Under the changes proposed in an amendment by Sen. Jack Latvala, R-St. Petersburg, the Senate would no longer require all new city employees to enroll in a 401(k)-style retirement plan, potentially threatening the financial health of traditional defined benefit plans.
If cities want to end enrollment in their traditional pension plans, they can negotiate with unions to have new employees join a defined contribution plan, which is similar to a 401(k).
The proposal also removes a requirement that employees' final retirement benefit be based on five years of service, as the Senate bill originally said, and allows cities to include up to 300 hours of overtime when calculating retirement benefits, since many cities now require police officers and firefighters to work overtime hours, Latvala said. The bill still prohibits employers from including unused leave and other compensation when determining retirement compensation.
The changes were commended by police and firefighter unions, which had blasted the Senate proposal at a workshop Friday.
Since unveiling the bill a week ago, senators have been besieged with calls and e-mails from union members fearing for their retirement accounts. Sen. Jeremy Ring, the Margate Democrat who chairs the committee, said he hopes that Tuesday's changes, which are expected to be voted on in early March, prove that the Senate has no intention of passing "a union-busting bill."
Still unresolved are differences between the unions and the Senate over proposed changes to the Florida Retirement System, which handles pension accounts for state, county, school districts and some cities. The Senate committee will take up that bill Thursday.

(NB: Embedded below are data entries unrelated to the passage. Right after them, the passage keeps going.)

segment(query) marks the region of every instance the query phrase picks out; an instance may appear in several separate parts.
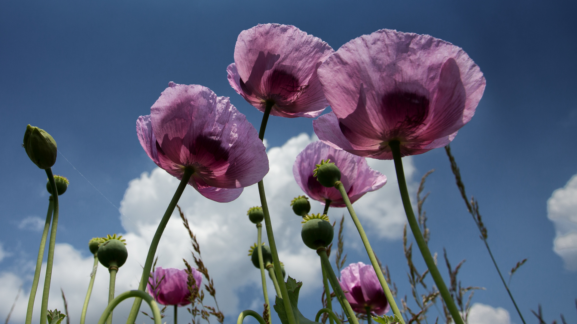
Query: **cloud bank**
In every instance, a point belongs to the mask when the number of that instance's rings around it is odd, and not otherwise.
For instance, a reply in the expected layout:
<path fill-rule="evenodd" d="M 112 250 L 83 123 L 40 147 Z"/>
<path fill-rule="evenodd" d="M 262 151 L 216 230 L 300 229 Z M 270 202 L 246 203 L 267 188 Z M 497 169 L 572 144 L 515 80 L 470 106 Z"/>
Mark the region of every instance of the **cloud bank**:
<path fill-rule="evenodd" d="M 577 175 L 553 192 L 547 201 L 547 217 L 555 225 L 553 250 L 567 269 L 577 270 Z"/>

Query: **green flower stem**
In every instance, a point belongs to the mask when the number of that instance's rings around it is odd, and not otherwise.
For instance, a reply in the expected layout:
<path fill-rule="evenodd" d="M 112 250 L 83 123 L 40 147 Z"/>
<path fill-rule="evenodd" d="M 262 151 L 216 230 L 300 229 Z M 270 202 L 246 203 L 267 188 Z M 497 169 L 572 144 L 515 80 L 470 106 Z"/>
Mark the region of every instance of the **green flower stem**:
<path fill-rule="evenodd" d="M 415 214 L 413 212 L 411 199 L 407 190 L 407 183 L 404 179 L 404 171 L 403 170 L 403 161 L 401 160 L 400 156 L 400 143 L 399 141 L 391 141 L 389 142 L 389 146 L 391 147 L 393 154 L 395 169 L 396 171 L 397 180 L 399 183 L 399 190 L 400 191 L 401 198 L 403 199 L 403 206 L 404 207 L 404 212 L 407 214 L 407 220 L 409 221 L 411 231 L 413 231 L 413 236 L 415 238 L 417 245 L 418 246 L 419 250 L 421 251 L 421 254 L 425 259 L 425 263 L 426 263 L 427 268 L 429 268 L 429 272 L 430 273 L 431 276 L 433 277 L 435 284 L 437 285 L 437 288 L 441 293 L 441 296 L 443 297 L 443 300 L 445 301 L 445 304 L 451 313 L 451 316 L 453 317 L 453 321 L 456 324 L 463 324 L 463 319 L 461 318 L 457 306 L 455 304 L 455 302 L 451 297 L 449 290 L 447 289 L 447 285 L 445 285 L 445 282 L 443 280 L 441 273 L 439 273 L 437 266 L 434 264 L 434 260 L 431 255 L 426 242 L 425 242 L 423 235 L 419 228 L 419 224 L 415 218 Z M 399 318 L 400 318 L 399 317 Z"/>
<path fill-rule="evenodd" d="M 44 223 L 44 231 L 42 232 L 42 238 L 40 240 L 40 248 L 38 249 L 38 258 L 36 259 L 36 268 L 34 272 L 34 279 L 32 280 L 32 287 L 30 289 L 30 297 L 28 298 L 28 308 L 26 311 L 25 324 L 32 322 L 32 310 L 34 309 L 34 300 L 36 299 L 36 291 L 38 290 L 38 281 L 40 280 L 40 272 L 42 268 L 42 259 L 44 258 L 44 249 L 46 246 L 46 238 L 48 238 L 48 230 L 50 228 L 50 221 L 52 220 L 52 212 L 54 209 L 52 196 L 48 198 L 48 212 L 46 213 L 46 221 Z M 83 323 L 84 324 L 84 323 Z"/>
<path fill-rule="evenodd" d="M 268 116 L 271 114 L 271 110 L 272 109 L 272 106 L 274 105 L 274 102 L 267 101 L 267 106 L 264 110 L 264 115 L 263 116 L 263 121 L 260 124 L 260 131 L 258 132 L 258 138 L 260 138 L 261 141 L 264 138 L 264 130 L 267 128 Z M 290 300 L 288 299 L 288 292 L 287 291 L 287 287 L 284 284 L 284 277 L 283 276 L 282 270 L 280 268 L 279 254 L 276 251 L 275 235 L 272 233 L 272 225 L 271 224 L 271 215 L 268 213 L 267 196 L 264 193 L 264 183 L 262 180 L 258 182 L 258 194 L 260 196 L 260 204 L 263 207 L 263 213 L 264 214 L 264 225 L 267 228 L 267 236 L 268 239 L 269 247 L 271 248 L 271 254 L 272 254 L 272 263 L 275 266 L 275 273 L 276 274 L 276 279 L 278 281 L 278 284 L 280 289 L 280 295 L 283 298 L 283 303 L 284 304 L 284 309 L 286 310 L 287 319 L 288 320 L 288 324 L 297 324 L 297 321 L 294 318 L 294 313 L 293 312 L 293 306 L 291 305 Z M 277 293 L 278 293 L 277 292 Z M 133 322 L 129 322 L 126 324 L 133 324 Z"/>
<path fill-rule="evenodd" d="M 42 303 L 40 308 L 40 324 L 45 324 L 48 318 L 48 296 L 50 293 L 50 281 L 52 280 L 52 265 L 54 263 L 54 246 L 56 245 L 56 229 L 58 227 L 58 191 L 56 189 L 54 176 L 52 169 L 46 169 L 48 181 L 52 190 L 52 201 L 54 206 L 52 216 L 52 228 L 50 231 L 50 241 L 48 244 L 48 258 L 46 260 L 46 276 L 44 279 L 44 290 L 42 291 Z"/>
<path fill-rule="evenodd" d="M 275 285 L 275 290 L 276 291 L 276 295 L 280 297 L 282 295 L 280 295 L 280 287 L 279 287 L 279 281 L 276 280 L 276 276 L 275 276 L 275 267 L 269 263 L 267 270 L 268 270 L 269 276 L 271 277 L 271 280 L 272 280 L 272 284 Z M 283 280 L 284 279 L 284 278 L 283 278 Z"/>
<path fill-rule="evenodd" d="M 245 320 L 245 318 L 247 316 L 252 316 L 256 319 L 258 321 L 260 324 L 267 324 L 267 322 L 264 321 L 264 319 L 263 317 L 260 316 L 258 313 L 252 310 L 246 310 L 246 311 L 242 311 L 242 312 L 238 315 L 238 319 L 237 320 L 237 324 L 242 324 L 242 321 Z"/>
<path fill-rule="evenodd" d="M 353 310 L 353 308 L 351 307 L 351 304 L 349 303 L 349 300 L 347 300 L 347 297 L 344 296 L 344 292 L 343 292 L 343 288 L 340 288 L 340 284 L 339 283 L 339 280 L 336 278 L 335 272 L 332 270 L 332 266 L 331 266 L 331 261 L 328 260 L 328 257 L 327 255 L 327 249 L 324 247 L 319 247 L 317 249 L 317 254 L 319 254 L 321 257 L 321 264 L 324 266 L 325 270 L 327 271 L 327 274 L 328 274 L 328 280 L 331 282 L 331 285 L 332 286 L 332 291 L 335 292 L 335 295 L 336 295 L 336 299 L 339 300 L 339 303 L 340 303 L 340 307 L 343 308 L 344 312 L 347 314 L 347 318 L 349 318 L 349 322 L 352 324 L 359 324 L 358 320 L 357 319 L 357 316 L 355 315 L 355 312 Z"/>
<path fill-rule="evenodd" d="M 263 295 L 264 296 L 264 303 L 267 304 L 268 311 L 268 318 L 271 318 L 271 303 L 268 301 L 268 291 L 267 291 L 267 277 L 264 275 L 264 261 L 263 261 L 263 224 L 256 224 L 258 243 L 256 243 L 257 253 L 258 254 L 258 266 L 260 268 L 260 278 L 263 281 Z"/>
<path fill-rule="evenodd" d="M 94 265 L 92 266 L 92 272 L 90 274 L 90 283 L 88 284 L 88 291 L 86 292 L 86 297 L 84 298 L 84 305 L 82 307 L 82 313 L 80 314 L 80 324 L 84 324 L 84 321 L 86 319 L 86 311 L 88 309 L 88 302 L 90 300 L 90 295 L 92 293 L 92 286 L 94 285 L 94 278 L 96 277 L 97 269 L 98 269 L 98 256 L 95 253 Z"/>
<path fill-rule="evenodd" d="M 341 324 L 340 321 L 339 319 L 339 318 L 337 317 L 336 315 L 335 315 L 335 313 L 333 312 L 332 310 L 328 308 L 321 308 L 321 310 L 320 310 L 319 312 L 317 312 L 317 316 L 314 318 L 314 321 L 319 322 L 319 318 L 321 317 L 321 314 L 324 312 L 325 312 L 328 314 L 328 318 L 331 321 L 334 319 L 335 322 L 336 322 L 336 324 Z"/>
<path fill-rule="evenodd" d="M 365 249 L 366 250 L 366 253 L 369 255 L 369 259 L 370 259 L 370 263 L 373 265 L 374 272 L 377 274 L 377 278 L 379 278 L 379 282 L 380 282 L 381 287 L 383 287 L 383 290 L 385 292 L 385 296 L 387 296 L 387 300 L 389 302 L 389 305 L 391 306 L 391 309 L 392 310 L 393 314 L 397 315 L 397 317 L 400 319 L 402 324 L 404 324 L 403 317 L 401 315 L 400 311 L 399 311 L 399 307 L 397 306 L 396 303 L 395 302 L 395 299 L 393 297 L 393 294 L 391 292 L 389 285 L 387 284 L 387 280 L 385 280 L 385 277 L 383 275 L 383 271 L 381 270 L 381 267 L 379 265 L 379 262 L 377 261 L 377 258 L 374 256 L 372 248 L 370 247 L 369 239 L 367 238 L 365 230 L 363 229 L 362 225 L 361 225 L 361 222 L 359 221 L 358 217 L 357 217 L 355 210 L 353 208 L 353 205 L 351 204 L 351 201 L 349 199 L 349 195 L 347 195 L 347 192 L 344 190 L 343 183 L 337 181 L 336 183 L 335 184 L 335 186 L 340 191 L 340 194 L 343 196 L 344 204 L 347 205 L 347 209 L 349 209 L 349 213 L 351 214 L 353 222 L 355 223 L 357 230 L 361 235 L 361 239 L 362 240 Z"/>
<path fill-rule="evenodd" d="M 152 311 L 152 316 L 154 317 L 154 324 L 162 324 L 162 318 L 160 317 L 160 310 L 158 308 L 158 305 L 152 299 L 152 296 L 141 290 L 131 290 L 123 292 L 119 295 L 116 298 L 108 304 L 108 306 L 104 309 L 104 312 L 100 316 L 100 319 L 98 320 L 98 324 L 104 324 L 108 315 L 112 313 L 112 311 L 122 300 L 130 297 L 135 297 L 148 303 L 150 309 Z M 133 323 L 134 324 L 134 323 Z"/>
<path fill-rule="evenodd" d="M 108 267 L 108 272 L 110 273 L 110 283 L 108 285 L 108 304 L 114 300 L 114 288 L 116 287 L 116 273 L 118 272 L 118 267 L 115 265 L 111 265 Z M 110 315 L 108 319 L 106 320 L 106 324 L 112 324 L 112 311 L 110 311 Z"/>
<path fill-rule="evenodd" d="M 327 204 L 328 205 L 328 203 Z M 324 266 L 323 265 L 323 261 L 321 261 L 321 269 L 323 270 L 323 285 L 325 287 L 325 296 L 327 297 L 327 308 L 332 311 L 332 300 L 331 298 L 331 289 L 328 287 L 328 281 L 327 280 L 327 270 L 325 270 Z M 332 324 L 332 317 L 330 314 L 328 318 L 329 322 Z"/>
<path fill-rule="evenodd" d="M 325 199 L 325 209 L 323 211 L 323 213 L 324 214 L 327 214 L 328 213 L 328 207 L 331 205 L 331 201 L 330 199 Z"/>
<path fill-rule="evenodd" d="M 174 193 L 174 195 L 173 196 L 173 199 L 170 201 L 170 204 L 168 204 L 168 208 L 166 208 L 166 212 L 164 212 L 164 215 L 162 216 L 160 223 L 158 224 L 158 228 L 156 228 L 156 232 L 154 233 L 154 237 L 152 238 L 152 242 L 151 242 L 150 247 L 148 248 L 148 254 L 147 255 L 146 262 L 144 263 L 144 266 L 143 269 L 143 275 L 140 279 L 140 284 L 138 285 L 139 291 L 144 292 L 146 288 L 147 284 L 148 282 L 148 277 L 150 276 L 150 269 L 152 268 L 154 255 L 156 253 L 156 248 L 158 247 L 158 243 L 160 241 L 162 232 L 164 231 L 164 228 L 166 227 L 166 224 L 168 224 L 168 220 L 170 219 L 170 216 L 172 216 L 173 212 L 174 211 L 174 208 L 177 206 L 178 199 L 180 199 L 181 196 L 182 195 L 182 192 L 184 191 L 186 187 L 186 184 L 188 183 L 188 180 L 190 179 L 190 176 L 192 176 L 193 172 L 194 171 L 192 169 L 186 168 L 184 169 L 184 174 L 182 175 L 182 179 L 181 180 L 181 183 L 178 185 L 176 192 Z M 140 304 L 142 302 L 141 298 L 138 296 L 134 298 L 134 302 L 132 304 L 132 308 L 130 310 L 130 312 L 128 314 L 128 319 L 126 321 L 126 324 L 134 323 L 134 321 L 136 321 L 136 317 L 138 315 L 138 310 L 140 309 Z"/>

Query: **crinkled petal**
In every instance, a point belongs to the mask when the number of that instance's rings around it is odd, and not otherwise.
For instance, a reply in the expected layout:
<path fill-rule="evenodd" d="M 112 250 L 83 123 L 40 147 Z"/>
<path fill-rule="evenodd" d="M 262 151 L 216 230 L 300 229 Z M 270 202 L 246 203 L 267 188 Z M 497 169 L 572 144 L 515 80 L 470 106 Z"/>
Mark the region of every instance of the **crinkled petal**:
<path fill-rule="evenodd" d="M 238 35 L 229 82 L 261 111 L 273 100 L 271 115 L 314 118 L 328 106 L 316 70 L 334 52 L 294 26 L 258 25 Z"/>

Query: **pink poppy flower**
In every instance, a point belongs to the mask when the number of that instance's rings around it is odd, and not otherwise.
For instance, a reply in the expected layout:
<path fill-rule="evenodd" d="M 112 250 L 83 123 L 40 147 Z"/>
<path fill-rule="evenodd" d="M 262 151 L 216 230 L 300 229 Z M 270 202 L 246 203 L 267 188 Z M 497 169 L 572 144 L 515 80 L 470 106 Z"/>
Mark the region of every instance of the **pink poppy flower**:
<path fill-rule="evenodd" d="M 392 159 L 448 144 L 471 120 L 485 89 L 462 48 L 429 35 L 381 29 L 347 43 L 319 68 L 333 113 L 313 122 L 324 142 Z"/>
<path fill-rule="evenodd" d="M 334 149 L 320 141 L 313 142 L 297 156 L 293 165 L 293 174 L 301 189 L 309 197 L 323 204 L 329 199 L 332 207 L 346 206 L 336 188 L 322 186 L 313 176 L 315 164 L 320 164 L 321 160 L 327 159 L 340 170 L 340 181 L 351 204 L 387 183 L 387 176 L 370 168 L 364 157 Z"/>
<path fill-rule="evenodd" d="M 313 118 L 328 106 L 317 69 L 334 52 L 294 26 L 259 24 L 238 35 L 228 82 L 261 111 L 272 101 L 271 115 Z"/>
<path fill-rule="evenodd" d="M 198 85 L 169 84 L 136 121 L 140 144 L 157 165 L 203 196 L 228 202 L 268 172 L 268 158 L 256 130 L 228 98 Z"/>
<path fill-rule="evenodd" d="M 372 314 L 383 315 L 389 311 L 389 303 L 373 266 L 362 262 L 349 265 L 340 271 L 339 283 L 355 312 L 366 314 L 368 308 Z"/>
<path fill-rule="evenodd" d="M 195 285 L 198 288 L 203 281 L 203 274 L 196 269 L 192 269 Z M 157 285 L 156 289 L 153 289 Z M 148 293 L 159 304 L 184 306 L 190 303 L 188 300 L 190 296 L 188 290 L 188 274 L 183 269 L 157 268 L 153 277 L 148 280 L 147 288 Z"/>

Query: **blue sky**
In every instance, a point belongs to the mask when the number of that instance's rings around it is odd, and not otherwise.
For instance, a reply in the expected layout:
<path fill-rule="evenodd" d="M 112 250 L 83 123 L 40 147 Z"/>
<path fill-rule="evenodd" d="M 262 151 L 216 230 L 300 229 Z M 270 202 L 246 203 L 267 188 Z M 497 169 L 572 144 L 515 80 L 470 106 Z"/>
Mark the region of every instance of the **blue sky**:
<path fill-rule="evenodd" d="M 230 96 L 258 127 L 262 114 L 226 79 L 241 31 L 258 23 L 292 24 L 336 50 L 386 28 L 452 42 L 480 66 L 485 94 L 451 145 L 467 193 L 479 201 L 502 270 L 529 259 L 511 282 L 527 322 L 535 322 L 530 310 L 538 303 L 549 321 L 563 312 L 575 322 L 576 273 L 552 250 L 555 228 L 547 218 L 547 200 L 577 174 L 576 7 L 571 1 L 3 0 L 0 272 L 29 274 L 40 233 L 22 222 L 43 219 L 47 205 L 44 172 L 20 147 L 26 125 L 46 130 L 58 142 L 54 173 L 71 185 L 61 197 L 57 242 L 86 257 L 90 238 L 127 231 L 113 205 L 119 207 L 129 182 L 155 167 L 138 142 L 136 120 L 149 114 L 168 81 Z M 311 120 L 272 116 L 265 137 L 269 147 L 278 146 L 302 132 L 312 133 Z M 446 247 L 455 264 L 467 259 L 463 284 L 487 288 L 474 301 L 504 307 L 512 322 L 520 323 L 460 200 L 444 150 L 412 161 L 417 180 L 437 170 L 426 187 L 431 249 Z M 400 240 L 377 234 L 372 239 L 400 293 L 409 294 Z M 353 245 L 349 260 L 367 262 L 361 254 L 353 257 L 358 251 Z M 243 289 L 239 293 L 258 291 Z"/>

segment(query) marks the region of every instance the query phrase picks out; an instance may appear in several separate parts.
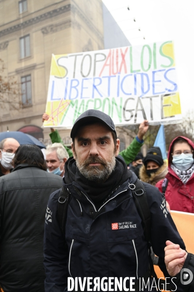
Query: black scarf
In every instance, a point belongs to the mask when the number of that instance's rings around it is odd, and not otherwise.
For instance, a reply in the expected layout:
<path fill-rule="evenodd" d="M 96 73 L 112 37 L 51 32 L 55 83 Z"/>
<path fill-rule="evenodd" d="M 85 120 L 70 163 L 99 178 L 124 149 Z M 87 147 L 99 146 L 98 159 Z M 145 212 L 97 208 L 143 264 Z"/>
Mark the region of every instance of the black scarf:
<path fill-rule="evenodd" d="M 88 180 L 79 172 L 75 160 L 70 157 L 65 164 L 64 180 L 66 184 L 75 181 L 86 191 L 94 203 L 100 205 L 116 188 L 121 185 L 131 176 L 132 173 L 127 169 L 123 159 L 116 157 L 116 165 L 110 176 L 105 182 L 98 183 Z"/>

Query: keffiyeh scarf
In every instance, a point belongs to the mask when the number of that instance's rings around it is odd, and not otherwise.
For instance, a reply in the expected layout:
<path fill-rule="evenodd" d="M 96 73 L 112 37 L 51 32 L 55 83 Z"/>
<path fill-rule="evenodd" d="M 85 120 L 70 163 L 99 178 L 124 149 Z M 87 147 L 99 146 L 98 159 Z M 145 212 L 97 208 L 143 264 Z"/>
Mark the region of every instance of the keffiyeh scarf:
<path fill-rule="evenodd" d="M 180 170 L 176 168 L 174 164 L 171 164 L 171 168 L 184 184 L 187 183 L 194 173 L 194 164 L 193 164 L 192 166 L 187 170 Z"/>

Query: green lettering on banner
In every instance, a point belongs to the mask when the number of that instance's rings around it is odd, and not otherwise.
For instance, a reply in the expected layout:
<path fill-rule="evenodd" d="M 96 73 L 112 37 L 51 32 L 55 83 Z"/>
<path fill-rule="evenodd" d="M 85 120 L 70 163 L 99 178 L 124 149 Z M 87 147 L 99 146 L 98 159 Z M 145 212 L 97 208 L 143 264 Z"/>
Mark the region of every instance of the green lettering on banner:
<path fill-rule="evenodd" d="M 116 108 L 116 110 L 117 111 L 117 113 L 118 117 L 119 119 L 119 121 L 120 123 L 122 121 L 122 104 L 123 104 L 123 98 L 121 97 L 120 99 L 120 105 L 118 106 L 117 102 L 116 102 L 115 99 L 114 97 L 112 98 L 112 108 L 111 108 L 111 117 L 114 119 L 114 113 L 115 113 L 114 111 L 114 107 Z M 118 100 L 118 98 L 117 98 L 117 100 Z"/>
<path fill-rule="evenodd" d="M 153 59 L 154 61 L 154 69 L 156 70 L 157 68 L 157 62 L 156 62 L 156 43 L 154 43 L 153 48 Z"/>
<path fill-rule="evenodd" d="M 165 42 L 164 42 L 163 43 L 162 43 L 159 48 L 159 53 L 161 55 L 161 56 L 165 57 L 165 58 L 167 58 L 168 59 L 169 59 L 170 60 L 170 64 L 168 65 L 161 64 L 160 66 L 161 66 L 161 67 L 162 67 L 163 68 L 168 68 L 169 67 L 171 67 L 172 66 L 173 66 L 173 65 L 174 64 L 174 59 L 173 59 L 173 58 L 172 58 L 171 57 L 170 57 L 170 56 L 167 56 L 166 55 L 165 55 L 162 52 L 162 48 L 165 44 L 166 44 L 167 43 L 172 43 L 172 41 L 166 41 Z"/>
<path fill-rule="evenodd" d="M 133 70 L 132 47 L 131 46 L 130 47 L 130 68 L 131 70 L 131 73 L 134 73 L 135 72 L 139 72 L 140 71 L 140 70 Z"/>
<path fill-rule="evenodd" d="M 87 101 L 87 104 L 86 104 L 86 109 L 85 109 L 85 111 L 87 111 L 87 110 L 88 110 L 88 104 L 89 104 L 89 102 L 94 102 L 94 100 L 93 100 L 93 99 L 88 99 L 88 100 Z M 93 108 L 93 107 L 92 107 L 92 108 Z"/>
<path fill-rule="evenodd" d="M 85 111 L 84 111 L 85 106 L 85 101 L 84 99 L 83 99 L 83 100 L 81 101 L 81 103 L 80 103 L 79 108 L 78 108 L 78 110 L 77 111 L 76 118 L 77 118 L 78 117 L 79 117 L 80 116 L 80 115 L 81 115 Z"/>
<path fill-rule="evenodd" d="M 72 108 L 73 108 L 75 106 L 75 111 L 74 111 L 74 113 L 73 120 L 73 124 L 74 124 L 74 121 L 76 120 L 76 116 L 77 116 L 78 105 L 78 99 L 76 99 L 76 100 L 75 100 L 75 101 L 74 101 L 73 100 L 71 100 L 71 101 L 70 104 L 69 105 L 68 107 L 67 108 L 67 110 L 65 112 L 65 114 L 64 114 L 63 118 L 62 118 L 62 120 L 61 120 L 61 123 L 60 123 L 60 125 L 62 125 L 63 124 L 63 121 L 64 120 L 65 117 L 66 117 L 66 115 L 68 113 L 68 111 L 69 111 L 69 110 L 71 106 Z"/>
<path fill-rule="evenodd" d="M 103 100 L 103 108 L 102 109 L 102 111 L 103 112 L 103 113 L 105 113 L 105 105 L 106 105 L 106 101 L 107 101 L 108 102 L 108 113 L 107 113 L 107 115 L 108 115 L 108 116 L 110 115 L 110 111 L 111 111 L 111 108 L 110 108 L 110 99 L 109 98 L 107 98 L 107 97 L 106 98 L 104 98 L 104 100 Z"/>
<path fill-rule="evenodd" d="M 148 63 L 148 66 L 147 69 L 145 69 L 144 67 L 144 65 L 143 65 L 143 55 L 144 55 L 144 50 L 145 48 L 147 48 L 148 49 L 148 53 L 149 53 L 149 62 Z M 147 63 L 147 62 L 146 62 L 146 63 Z M 151 65 L 152 64 L 152 50 L 151 49 L 151 48 L 150 47 L 150 46 L 149 46 L 148 45 L 144 45 L 143 47 L 142 48 L 142 50 L 141 50 L 141 67 L 142 70 L 143 70 L 143 71 L 144 71 L 145 72 L 147 72 L 147 71 L 148 71 L 151 67 Z"/>
<path fill-rule="evenodd" d="M 97 106 L 97 102 L 99 102 L 99 106 Z M 99 110 L 101 108 L 102 100 L 100 98 L 94 98 L 94 110 Z"/>

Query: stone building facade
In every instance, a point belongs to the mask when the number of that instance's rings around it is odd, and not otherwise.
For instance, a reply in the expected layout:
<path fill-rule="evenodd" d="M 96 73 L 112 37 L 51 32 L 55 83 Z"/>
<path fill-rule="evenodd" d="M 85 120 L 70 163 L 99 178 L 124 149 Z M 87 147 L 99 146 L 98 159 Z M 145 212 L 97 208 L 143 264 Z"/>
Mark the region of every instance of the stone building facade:
<path fill-rule="evenodd" d="M 0 104 L 0 132 L 19 130 L 46 145 L 51 142 L 50 129 L 41 127 L 52 54 L 104 49 L 105 21 L 113 20 L 107 11 L 103 19 L 103 11 L 101 0 L 0 0 L 0 58 L 6 68 L 4 74 L 18 84 L 20 105 L 16 110 L 12 103 Z M 119 29 L 115 41 L 122 38 L 121 43 L 129 45 Z M 70 131 L 59 132 L 70 145 Z M 121 128 L 118 133 L 124 148 L 134 135 Z"/>

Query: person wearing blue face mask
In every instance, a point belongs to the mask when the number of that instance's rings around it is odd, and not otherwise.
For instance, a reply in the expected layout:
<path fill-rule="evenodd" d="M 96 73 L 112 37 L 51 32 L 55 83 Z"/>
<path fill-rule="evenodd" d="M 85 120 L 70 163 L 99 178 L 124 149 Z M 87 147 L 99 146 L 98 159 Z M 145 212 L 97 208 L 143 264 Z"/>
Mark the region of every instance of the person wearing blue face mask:
<path fill-rule="evenodd" d="M 47 171 L 63 177 L 65 163 L 68 158 L 69 155 L 62 144 L 54 143 L 49 145 L 46 150 Z"/>
<path fill-rule="evenodd" d="M 168 153 L 168 173 L 156 185 L 164 193 L 171 210 L 194 213 L 194 143 L 178 136 Z"/>

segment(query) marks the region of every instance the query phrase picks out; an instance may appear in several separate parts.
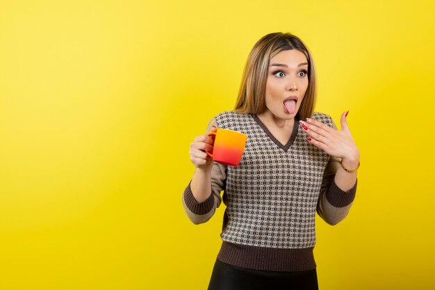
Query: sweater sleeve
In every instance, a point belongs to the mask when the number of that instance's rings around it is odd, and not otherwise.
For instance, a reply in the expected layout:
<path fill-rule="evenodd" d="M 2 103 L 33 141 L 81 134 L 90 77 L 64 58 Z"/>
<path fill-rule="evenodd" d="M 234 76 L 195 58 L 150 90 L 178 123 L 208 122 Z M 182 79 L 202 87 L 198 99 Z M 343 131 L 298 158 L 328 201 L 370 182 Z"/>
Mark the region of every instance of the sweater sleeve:
<path fill-rule="evenodd" d="M 213 125 L 215 126 L 214 119 L 208 123 L 207 132 L 210 131 Z M 189 182 L 183 193 L 183 205 L 184 211 L 192 223 L 199 225 L 211 218 L 222 202 L 220 192 L 225 188 L 226 180 L 227 166 L 214 163 L 211 170 L 211 193 L 208 198 L 202 202 L 198 202 L 195 200 Z"/>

The Senate's more union-friendly proposals weren't embraced by everybody, however. Ron Silver, a former state senator and lobbyist for the city of Miami sanitation workers and general employees, called it "a terrible bill."
"The acceptable amendment is to strike everything after the enacting clause,'' he said. "The concept of trying to regulate local pension plans is wrong and, quite frankly, I don't believe it's legal."
John MacNamara of the Metro Broward Professional Firefighters warned that the Senate bill assumes it will result in savings to strapped local governments
He criticized lawmakers who said the state needed to intervene because unions "had so much power."
"If we had that much power, we wouldn't even be having this conversation today,'' he said.